My point is we (you, me and the Federation) can't be Pollyanna'ish about this, we have to realistically understand what "woman's team sports" represents as a profession now and in the near future (let's say 20 years). Our current crop of daughters need to be given a realistic assessment of the situation. We can't BS them, its not fair ... brutal honesty. There is nothing stopping us from reevaluating the landscape in the next generation, but since the dawn and time through 2018, there is no "woman's team sports" league that has successfully thrived. The reason for this is sports is entertainment. The people that watch team sports (i.e. those not playing), watch for the pure enjoyment. They want to watch the best examples of that entertainment. Man or woman doesn't matter when National Pride is on the line. This is why the Olympics work, regardless of gender. Why the World Cup works. Having National Pride is fun.
But when it comes to the best soccer athletes, the MLS doesn't get nearly as many views because the talent is lacking, the players suck. A single Premiere League game will get more TV views than 4 MLS games combined (http://worldsoccertalk.com/2017/08/30/two-premier-league-matches-break-one-million-viewers-us-tv/). If the MLS can't cut it in the USA, how on earth do we expect the NWSL to make inroads?

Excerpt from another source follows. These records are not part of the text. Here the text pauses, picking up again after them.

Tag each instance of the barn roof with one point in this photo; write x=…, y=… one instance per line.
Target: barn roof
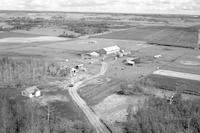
x=115, y=47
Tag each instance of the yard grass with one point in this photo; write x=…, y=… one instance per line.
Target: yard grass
x=172, y=84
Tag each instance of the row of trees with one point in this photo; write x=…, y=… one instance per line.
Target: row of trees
x=28, y=117
x=159, y=116
x=15, y=72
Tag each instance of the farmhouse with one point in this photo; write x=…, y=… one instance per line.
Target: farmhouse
x=110, y=50
x=31, y=92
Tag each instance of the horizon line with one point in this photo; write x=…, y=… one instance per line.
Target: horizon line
x=88, y=12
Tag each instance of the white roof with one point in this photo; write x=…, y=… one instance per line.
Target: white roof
x=94, y=54
x=112, y=48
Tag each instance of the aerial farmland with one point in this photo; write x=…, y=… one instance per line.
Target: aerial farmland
x=100, y=74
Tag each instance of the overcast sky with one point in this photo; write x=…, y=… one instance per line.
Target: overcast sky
x=124, y=6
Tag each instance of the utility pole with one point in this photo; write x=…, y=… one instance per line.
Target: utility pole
x=198, y=40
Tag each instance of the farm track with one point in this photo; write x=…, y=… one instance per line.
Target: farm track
x=92, y=117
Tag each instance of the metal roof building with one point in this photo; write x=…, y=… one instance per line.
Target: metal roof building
x=110, y=50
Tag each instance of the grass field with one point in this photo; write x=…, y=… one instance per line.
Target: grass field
x=169, y=36
x=16, y=34
x=173, y=84
x=95, y=93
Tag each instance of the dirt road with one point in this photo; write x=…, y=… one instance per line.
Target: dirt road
x=177, y=74
x=92, y=117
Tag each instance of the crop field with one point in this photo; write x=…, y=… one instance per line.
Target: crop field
x=169, y=36
x=95, y=93
x=173, y=84
x=16, y=34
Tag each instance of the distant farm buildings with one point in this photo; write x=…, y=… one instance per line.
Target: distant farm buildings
x=110, y=50
x=31, y=92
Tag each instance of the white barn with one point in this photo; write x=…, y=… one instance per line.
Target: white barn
x=31, y=92
x=110, y=50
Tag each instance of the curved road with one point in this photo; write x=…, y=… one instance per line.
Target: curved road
x=92, y=117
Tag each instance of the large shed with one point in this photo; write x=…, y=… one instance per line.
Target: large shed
x=110, y=50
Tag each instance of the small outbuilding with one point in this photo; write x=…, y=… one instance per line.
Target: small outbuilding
x=110, y=50
x=31, y=92
x=93, y=54
x=132, y=61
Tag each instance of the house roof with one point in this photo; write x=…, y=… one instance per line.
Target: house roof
x=112, y=48
x=31, y=90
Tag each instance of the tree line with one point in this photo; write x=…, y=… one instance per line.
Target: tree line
x=28, y=117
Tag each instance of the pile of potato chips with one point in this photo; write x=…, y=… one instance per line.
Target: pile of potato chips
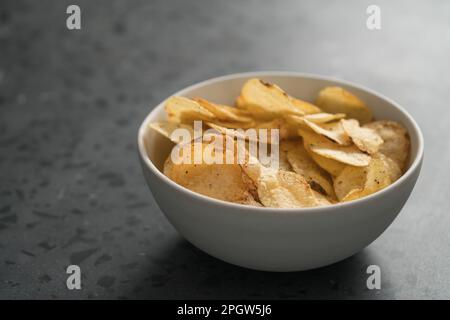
x=329, y=152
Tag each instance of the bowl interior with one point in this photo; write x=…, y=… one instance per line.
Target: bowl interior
x=226, y=89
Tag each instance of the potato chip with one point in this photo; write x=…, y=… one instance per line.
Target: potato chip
x=322, y=200
x=225, y=113
x=333, y=167
x=324, y=117
x=184, y=110
x=331, y=130
x=351, y=178
x=231, y=132
x=283, y=163
x=339, y=100
x=396, y=142
x=325, y=155
x=380, y=173
x=304, y=165
x=305, y=107
x=323, y=147
x=283, y=189
x=364, y=138
x=266, y=101
x=219, y=181
x=167, y=128
x=286, y=130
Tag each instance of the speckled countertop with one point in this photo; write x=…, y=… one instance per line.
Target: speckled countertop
x=71, y=189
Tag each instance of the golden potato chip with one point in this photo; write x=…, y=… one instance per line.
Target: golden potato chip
x=396, y=142
x=305, y=107
x=266, y=101
x=331, y=130
x=184, y=110
x=219, y=181
x=333, y=167
x=284, y=189
x=286, y=130
x=225, y=113
x=283, y=158
x=323, y=147
x=322, y=200
x=167, y=128
x=380, y=173
x=304, y=165
x=239, y=103
x=339, y=100
x=240, y=134
x=334, y=159
x=351, y=178
x=364, y=138
x=324, y=117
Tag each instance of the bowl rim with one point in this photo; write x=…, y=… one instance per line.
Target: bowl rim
x=415, y=165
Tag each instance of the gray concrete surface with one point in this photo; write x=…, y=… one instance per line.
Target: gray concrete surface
x=71, y=189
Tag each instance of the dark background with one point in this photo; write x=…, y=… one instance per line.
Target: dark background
x=71, y=189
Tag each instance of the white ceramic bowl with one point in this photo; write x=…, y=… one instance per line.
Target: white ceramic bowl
x=277, y=239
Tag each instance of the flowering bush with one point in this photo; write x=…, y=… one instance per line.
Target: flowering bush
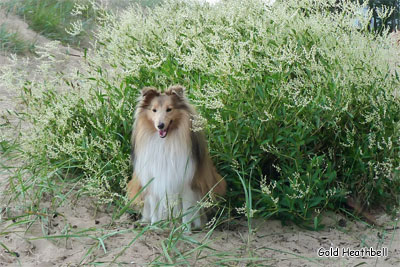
x=299, y=100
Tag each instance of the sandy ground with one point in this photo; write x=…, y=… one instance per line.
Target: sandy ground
x=270, y=243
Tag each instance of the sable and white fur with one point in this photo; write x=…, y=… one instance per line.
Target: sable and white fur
x=165, y=149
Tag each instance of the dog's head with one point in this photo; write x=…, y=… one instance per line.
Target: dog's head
x=163, y=110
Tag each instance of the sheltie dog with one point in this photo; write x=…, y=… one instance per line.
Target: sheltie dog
x=170, y=160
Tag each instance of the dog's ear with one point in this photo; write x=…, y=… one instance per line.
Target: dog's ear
x=177, y=90
x=149, y=91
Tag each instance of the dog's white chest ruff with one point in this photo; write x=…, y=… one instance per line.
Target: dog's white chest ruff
x=168, y=161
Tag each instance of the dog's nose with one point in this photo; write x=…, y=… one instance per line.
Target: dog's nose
x=161, y=126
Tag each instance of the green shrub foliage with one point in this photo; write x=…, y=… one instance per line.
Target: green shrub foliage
x=298, y=98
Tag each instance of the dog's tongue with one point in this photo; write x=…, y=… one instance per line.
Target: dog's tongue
x=162, y=133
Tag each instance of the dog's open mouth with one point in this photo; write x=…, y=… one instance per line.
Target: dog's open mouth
x=163, y=133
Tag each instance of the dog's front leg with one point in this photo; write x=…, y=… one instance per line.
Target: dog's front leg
x=190, y=211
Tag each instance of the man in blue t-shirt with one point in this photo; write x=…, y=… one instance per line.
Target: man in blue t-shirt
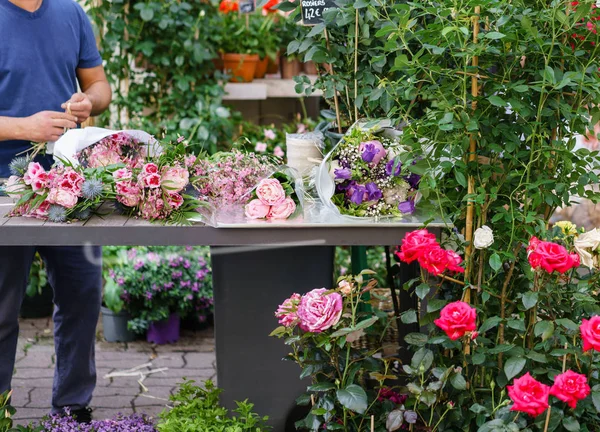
x=47, y=47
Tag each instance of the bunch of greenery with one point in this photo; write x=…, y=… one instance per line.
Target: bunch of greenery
x=197, y=409
x=159, y=58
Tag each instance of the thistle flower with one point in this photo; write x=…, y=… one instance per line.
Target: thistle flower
x=92, y=189
x=18, y=166
x=57, y=213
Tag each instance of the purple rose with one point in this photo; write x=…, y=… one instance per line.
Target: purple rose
x=390, y=170
x=372, y=151
x=343, y=174
x=373, y=192
x=407, y=207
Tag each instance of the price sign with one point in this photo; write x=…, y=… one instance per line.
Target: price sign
x=247, y=6
x=312, y=10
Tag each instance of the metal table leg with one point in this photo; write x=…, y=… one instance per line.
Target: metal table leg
x=249, y=284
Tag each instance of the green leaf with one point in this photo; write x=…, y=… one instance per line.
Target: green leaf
x=545, y=329
x=354, y=398
x=495, y=262
x=497, y=101
x=529, y=299
x=458, y=382
x=514, y=366
x=494, y=35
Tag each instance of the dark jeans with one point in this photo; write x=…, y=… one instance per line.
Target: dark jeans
x=75, y=274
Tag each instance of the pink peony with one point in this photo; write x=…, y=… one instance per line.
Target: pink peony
x=152, y=181
x=122, y=174
x=319, y=311
x=62, y=197
x=270, y=192
x=174, y=179
x=287, y=312
x=255, y=209
x=283, y=210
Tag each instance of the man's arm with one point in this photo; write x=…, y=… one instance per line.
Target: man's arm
x=41, y=127
x=95, y=97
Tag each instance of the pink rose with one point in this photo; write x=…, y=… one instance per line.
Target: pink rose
x=150, y=168
x=255, y=209
x=319, y=311
x=283, y=210
x=270, y=192
x=174, y=179
x=62, y=197
x=174, y=200
x=122, y=174
x=152, y=181
x=14, y=187
x=287, y=311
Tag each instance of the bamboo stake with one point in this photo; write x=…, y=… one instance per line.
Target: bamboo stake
x=335, y=98
x=356, y=68
x=472, y=157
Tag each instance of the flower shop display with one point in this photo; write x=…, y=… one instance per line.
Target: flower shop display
x=369, y=176
x=160, y=285
x=275, y=198
x=60, y=194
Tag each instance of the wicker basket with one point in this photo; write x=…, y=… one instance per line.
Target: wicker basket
x=381, y=298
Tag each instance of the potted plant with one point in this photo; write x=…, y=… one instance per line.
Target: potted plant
x=239, y=43
x=39, y=294
x=160, y=286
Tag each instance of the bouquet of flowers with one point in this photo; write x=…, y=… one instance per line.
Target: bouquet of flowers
x=115, y=149
x=58, y=195
x=368, y=175
x=274, y=198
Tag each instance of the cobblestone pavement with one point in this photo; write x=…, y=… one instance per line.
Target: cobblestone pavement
x=192, y=357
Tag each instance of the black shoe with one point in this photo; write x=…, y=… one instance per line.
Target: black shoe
x=83, y=415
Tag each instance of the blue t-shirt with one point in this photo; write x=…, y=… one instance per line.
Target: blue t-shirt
x=39, y=54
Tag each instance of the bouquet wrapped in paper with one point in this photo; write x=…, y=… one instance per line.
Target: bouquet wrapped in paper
x=367, y=175
x=60, y=194
x=245, y=187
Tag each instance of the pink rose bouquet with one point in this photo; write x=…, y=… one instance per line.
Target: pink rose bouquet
x=58, y=195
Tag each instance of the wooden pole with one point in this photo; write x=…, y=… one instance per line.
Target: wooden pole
x=335, y=98
x=356, y=68
x=469, y=228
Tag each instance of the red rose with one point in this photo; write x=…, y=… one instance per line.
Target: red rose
x=414, y=244
x=590, y=333
x=457, y=319
x=570, y=387
x=551, y=256
x=529, y=395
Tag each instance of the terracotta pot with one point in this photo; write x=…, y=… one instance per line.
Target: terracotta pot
x=241, y=66
x=273, y=66
x=290, y=68
x=310, y=68
x=261, y=68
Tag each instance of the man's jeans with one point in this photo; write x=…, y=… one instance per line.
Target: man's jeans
x=75, y=274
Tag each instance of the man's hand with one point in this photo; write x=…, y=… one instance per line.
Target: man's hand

Let's stop B.S.'ing our daughters. The average salary of a Premier League soccer player is $3.7M dollars, the minimum salary of an MLS player is $60k (with the average being $316,777), the minimum salary of a NWSL player is $15k and its capped at 45k. The MLS and NWSL are hobbies (as @pulguita wrote) and these women only get paid because its being subsidized. I just can't see the American population starting to watch any woman's league in such numbers that would allow it to be financially viable. I'm sorry, but I simply disagree with the USSDA's path and think they are doing a tremendous disservice to our young women by focusing on the wrong thing. The USSDA should be doing everything in its power to help elevate play in order to push our girls towards college with the top 1% moving on to some sort of subsidized high level soccer program while the USSF chases the Woman's world cup prize.